I knew without moving that I had found the silver pigs.

 

We lay there, side by side—a hopeless drunk with half his belly showing, and his companion under a country hat—while I got used to this idea. Somehow I felt no surprise when brisk footsteps approached us from the main street direction and passed by, striding down the lane. I lifted Maia’s hat a crack above my nose.

I saw a man I recognized go in through the warehouse gate.

 

There was just time for me to hop down the lane and flatten myself inside the clapped-out cart before he burst back out like an exploding lupin seed. He must have discovered the same key that I found, still in the lock. I kept well down, and heard him walk straight to the false manhole that had been hidden beneath the wrecked vehicle until it was moved.
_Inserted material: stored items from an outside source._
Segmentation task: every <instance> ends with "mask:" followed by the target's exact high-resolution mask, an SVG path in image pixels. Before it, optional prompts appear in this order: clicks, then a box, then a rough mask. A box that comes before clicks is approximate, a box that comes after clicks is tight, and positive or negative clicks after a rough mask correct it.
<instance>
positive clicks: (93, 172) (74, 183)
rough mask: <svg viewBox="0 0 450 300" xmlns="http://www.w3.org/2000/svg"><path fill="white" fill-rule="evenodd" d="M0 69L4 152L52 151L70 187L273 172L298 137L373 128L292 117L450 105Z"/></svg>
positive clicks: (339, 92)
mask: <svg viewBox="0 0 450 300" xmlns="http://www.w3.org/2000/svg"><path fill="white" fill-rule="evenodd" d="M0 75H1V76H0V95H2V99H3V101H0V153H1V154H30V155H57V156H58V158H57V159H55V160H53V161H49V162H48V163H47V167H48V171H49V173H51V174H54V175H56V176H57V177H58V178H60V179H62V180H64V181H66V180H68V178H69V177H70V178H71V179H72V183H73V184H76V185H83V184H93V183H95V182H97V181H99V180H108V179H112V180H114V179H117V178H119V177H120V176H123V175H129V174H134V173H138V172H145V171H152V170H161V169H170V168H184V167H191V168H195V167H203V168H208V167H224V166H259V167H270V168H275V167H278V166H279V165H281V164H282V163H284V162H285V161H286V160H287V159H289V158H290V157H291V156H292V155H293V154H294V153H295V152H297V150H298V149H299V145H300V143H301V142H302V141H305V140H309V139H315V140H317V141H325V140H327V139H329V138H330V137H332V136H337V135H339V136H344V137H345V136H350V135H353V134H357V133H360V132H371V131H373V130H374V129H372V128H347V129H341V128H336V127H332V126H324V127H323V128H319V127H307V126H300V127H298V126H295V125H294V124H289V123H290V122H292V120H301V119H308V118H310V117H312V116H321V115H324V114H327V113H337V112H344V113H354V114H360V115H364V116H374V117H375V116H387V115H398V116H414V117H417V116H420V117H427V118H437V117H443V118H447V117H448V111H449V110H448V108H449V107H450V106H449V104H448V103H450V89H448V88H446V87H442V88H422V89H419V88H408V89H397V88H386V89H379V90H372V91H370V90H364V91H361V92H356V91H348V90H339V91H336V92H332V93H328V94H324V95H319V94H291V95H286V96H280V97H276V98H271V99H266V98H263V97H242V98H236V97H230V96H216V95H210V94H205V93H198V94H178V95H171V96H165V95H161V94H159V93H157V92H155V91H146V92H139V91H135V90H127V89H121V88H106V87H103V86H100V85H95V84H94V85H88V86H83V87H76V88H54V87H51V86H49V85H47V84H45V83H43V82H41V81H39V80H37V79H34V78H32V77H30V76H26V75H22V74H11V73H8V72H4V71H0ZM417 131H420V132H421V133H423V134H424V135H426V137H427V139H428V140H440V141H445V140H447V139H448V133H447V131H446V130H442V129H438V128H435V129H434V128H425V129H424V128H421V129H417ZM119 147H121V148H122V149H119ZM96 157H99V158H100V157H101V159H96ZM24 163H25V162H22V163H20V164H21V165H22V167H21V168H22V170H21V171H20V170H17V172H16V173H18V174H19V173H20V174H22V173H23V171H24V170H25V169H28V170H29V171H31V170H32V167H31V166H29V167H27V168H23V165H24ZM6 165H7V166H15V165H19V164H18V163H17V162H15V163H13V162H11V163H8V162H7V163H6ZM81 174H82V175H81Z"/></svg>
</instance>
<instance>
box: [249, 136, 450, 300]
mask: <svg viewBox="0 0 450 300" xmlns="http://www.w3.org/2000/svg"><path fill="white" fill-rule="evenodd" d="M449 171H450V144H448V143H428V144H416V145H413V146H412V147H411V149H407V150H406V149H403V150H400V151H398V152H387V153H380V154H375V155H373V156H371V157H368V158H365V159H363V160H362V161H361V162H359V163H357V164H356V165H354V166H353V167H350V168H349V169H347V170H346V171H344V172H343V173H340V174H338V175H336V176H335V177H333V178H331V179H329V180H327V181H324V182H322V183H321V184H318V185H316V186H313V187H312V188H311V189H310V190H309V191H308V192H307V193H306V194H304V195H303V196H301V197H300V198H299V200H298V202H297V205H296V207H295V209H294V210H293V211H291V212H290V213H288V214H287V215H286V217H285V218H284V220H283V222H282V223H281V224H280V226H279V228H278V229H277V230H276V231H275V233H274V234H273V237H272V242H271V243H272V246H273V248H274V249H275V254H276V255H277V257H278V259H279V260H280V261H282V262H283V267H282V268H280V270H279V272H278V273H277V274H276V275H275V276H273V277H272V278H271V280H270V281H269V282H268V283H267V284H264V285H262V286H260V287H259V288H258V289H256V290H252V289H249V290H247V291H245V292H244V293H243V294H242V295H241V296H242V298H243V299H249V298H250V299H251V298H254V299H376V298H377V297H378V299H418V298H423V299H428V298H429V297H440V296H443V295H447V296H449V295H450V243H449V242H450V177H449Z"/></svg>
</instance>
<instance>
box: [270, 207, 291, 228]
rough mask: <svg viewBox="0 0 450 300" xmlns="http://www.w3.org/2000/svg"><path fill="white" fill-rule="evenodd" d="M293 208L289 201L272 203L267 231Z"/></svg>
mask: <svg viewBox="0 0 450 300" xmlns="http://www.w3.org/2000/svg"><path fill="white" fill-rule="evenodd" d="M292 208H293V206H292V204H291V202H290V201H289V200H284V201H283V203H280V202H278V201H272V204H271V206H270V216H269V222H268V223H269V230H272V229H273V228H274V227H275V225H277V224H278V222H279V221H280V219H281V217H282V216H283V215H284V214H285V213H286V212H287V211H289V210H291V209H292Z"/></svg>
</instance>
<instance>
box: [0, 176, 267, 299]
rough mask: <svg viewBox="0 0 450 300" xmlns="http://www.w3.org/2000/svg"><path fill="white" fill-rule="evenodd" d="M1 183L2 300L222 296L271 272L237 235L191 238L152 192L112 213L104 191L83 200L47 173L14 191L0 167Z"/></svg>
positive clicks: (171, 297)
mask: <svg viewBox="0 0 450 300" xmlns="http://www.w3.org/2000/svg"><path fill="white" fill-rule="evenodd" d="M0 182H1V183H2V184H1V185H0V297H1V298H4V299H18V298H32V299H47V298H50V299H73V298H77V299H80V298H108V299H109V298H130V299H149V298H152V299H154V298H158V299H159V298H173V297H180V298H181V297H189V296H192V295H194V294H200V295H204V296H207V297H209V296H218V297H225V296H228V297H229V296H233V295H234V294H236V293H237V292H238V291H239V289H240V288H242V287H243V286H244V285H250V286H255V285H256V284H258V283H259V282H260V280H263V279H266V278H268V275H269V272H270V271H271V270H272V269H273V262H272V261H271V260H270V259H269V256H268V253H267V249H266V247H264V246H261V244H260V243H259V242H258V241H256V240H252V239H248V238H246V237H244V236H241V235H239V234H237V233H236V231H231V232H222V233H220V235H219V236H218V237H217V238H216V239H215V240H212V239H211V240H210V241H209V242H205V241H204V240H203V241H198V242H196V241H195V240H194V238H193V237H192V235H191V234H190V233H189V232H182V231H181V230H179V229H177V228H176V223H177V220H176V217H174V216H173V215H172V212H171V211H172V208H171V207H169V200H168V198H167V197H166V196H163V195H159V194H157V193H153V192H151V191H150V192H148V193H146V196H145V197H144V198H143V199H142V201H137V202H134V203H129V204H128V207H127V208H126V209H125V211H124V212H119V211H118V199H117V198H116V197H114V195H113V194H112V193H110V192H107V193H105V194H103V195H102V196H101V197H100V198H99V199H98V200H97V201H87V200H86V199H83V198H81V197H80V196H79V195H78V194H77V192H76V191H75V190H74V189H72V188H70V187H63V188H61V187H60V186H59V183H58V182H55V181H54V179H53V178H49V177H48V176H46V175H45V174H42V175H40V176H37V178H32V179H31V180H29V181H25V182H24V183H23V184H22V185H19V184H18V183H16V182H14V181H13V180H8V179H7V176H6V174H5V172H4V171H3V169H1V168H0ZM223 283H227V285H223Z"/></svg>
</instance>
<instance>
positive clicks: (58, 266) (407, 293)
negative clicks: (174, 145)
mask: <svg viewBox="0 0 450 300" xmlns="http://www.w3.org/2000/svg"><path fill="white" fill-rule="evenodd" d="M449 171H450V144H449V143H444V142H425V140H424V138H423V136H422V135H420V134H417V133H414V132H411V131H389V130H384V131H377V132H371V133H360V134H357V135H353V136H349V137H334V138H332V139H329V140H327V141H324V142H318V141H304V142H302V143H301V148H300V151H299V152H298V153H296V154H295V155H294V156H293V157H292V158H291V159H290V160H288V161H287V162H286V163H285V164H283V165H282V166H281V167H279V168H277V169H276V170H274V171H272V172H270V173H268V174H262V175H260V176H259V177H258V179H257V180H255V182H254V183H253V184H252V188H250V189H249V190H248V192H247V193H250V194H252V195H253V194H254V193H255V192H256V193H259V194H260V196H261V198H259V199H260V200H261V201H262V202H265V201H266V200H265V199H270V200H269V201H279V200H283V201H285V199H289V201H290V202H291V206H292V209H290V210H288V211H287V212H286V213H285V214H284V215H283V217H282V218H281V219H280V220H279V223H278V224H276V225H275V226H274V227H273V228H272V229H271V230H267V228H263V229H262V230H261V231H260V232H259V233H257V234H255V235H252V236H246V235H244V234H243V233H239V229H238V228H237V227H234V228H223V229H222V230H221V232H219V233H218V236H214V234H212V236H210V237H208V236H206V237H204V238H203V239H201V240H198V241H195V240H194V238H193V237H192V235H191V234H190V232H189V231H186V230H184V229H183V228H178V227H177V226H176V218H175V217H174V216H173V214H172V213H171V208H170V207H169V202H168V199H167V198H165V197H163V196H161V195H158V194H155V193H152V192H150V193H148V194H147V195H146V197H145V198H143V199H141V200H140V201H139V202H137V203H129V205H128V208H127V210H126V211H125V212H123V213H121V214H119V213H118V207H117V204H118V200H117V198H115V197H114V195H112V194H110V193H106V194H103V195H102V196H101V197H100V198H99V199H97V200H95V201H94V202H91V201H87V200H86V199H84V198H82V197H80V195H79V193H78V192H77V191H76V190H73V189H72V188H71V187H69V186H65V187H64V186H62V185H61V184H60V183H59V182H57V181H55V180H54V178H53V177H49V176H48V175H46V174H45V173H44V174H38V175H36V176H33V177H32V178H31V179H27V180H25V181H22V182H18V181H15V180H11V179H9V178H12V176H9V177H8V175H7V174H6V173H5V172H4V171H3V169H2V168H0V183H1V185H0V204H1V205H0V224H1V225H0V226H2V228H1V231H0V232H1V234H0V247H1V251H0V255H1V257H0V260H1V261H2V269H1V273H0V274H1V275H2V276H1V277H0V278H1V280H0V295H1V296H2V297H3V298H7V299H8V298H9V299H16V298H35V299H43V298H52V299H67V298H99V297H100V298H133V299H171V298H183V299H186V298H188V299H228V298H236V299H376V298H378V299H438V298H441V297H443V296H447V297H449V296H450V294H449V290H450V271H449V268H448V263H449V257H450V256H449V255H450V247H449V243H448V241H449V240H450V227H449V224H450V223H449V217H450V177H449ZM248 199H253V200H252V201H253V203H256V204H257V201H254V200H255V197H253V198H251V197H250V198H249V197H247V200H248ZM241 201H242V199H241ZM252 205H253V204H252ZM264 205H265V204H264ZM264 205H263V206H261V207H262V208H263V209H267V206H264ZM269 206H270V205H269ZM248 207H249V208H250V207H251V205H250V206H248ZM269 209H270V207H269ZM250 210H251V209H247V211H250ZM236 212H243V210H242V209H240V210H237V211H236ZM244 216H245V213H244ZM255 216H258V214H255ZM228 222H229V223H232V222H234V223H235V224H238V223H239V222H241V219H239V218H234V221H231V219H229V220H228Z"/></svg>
He seemed to pause, listening; I tried not to breathe. I heard him strike a sulphur match. He swung himself down the iron ladder, while I slid to the floor crabwise and approached the hole, circling around so that my shadow fell away from it. I stood back until the faint clang of his shoes had stopped ringing on the ladder, then I waited a few seconds longer in case when he reached the bottom he looked up.

No one in sight: I scrambled up and shinned down the ladder myself, silently planting the arches of my feet on the metal rungs.

There was a small chamber to turn in, from which an excavated passage ran under the yard wall. It was high enough to walk without crouching, and smooth underfoot. Everywhere was thoroughly lined with mortar, and quite dry. Enough light came from the manhole to fumble my way to a heavy open doorway where I stayed, secure in the outer darkness of the passage, to observe the man I had followed as he spoke to Helena. It was the younger Camillus brother, her Uncle Publius.

What I still did not know was whether he had come as a villain, anxious to secure his loot—or whether, like me, he was an innocent, merely curious citizen.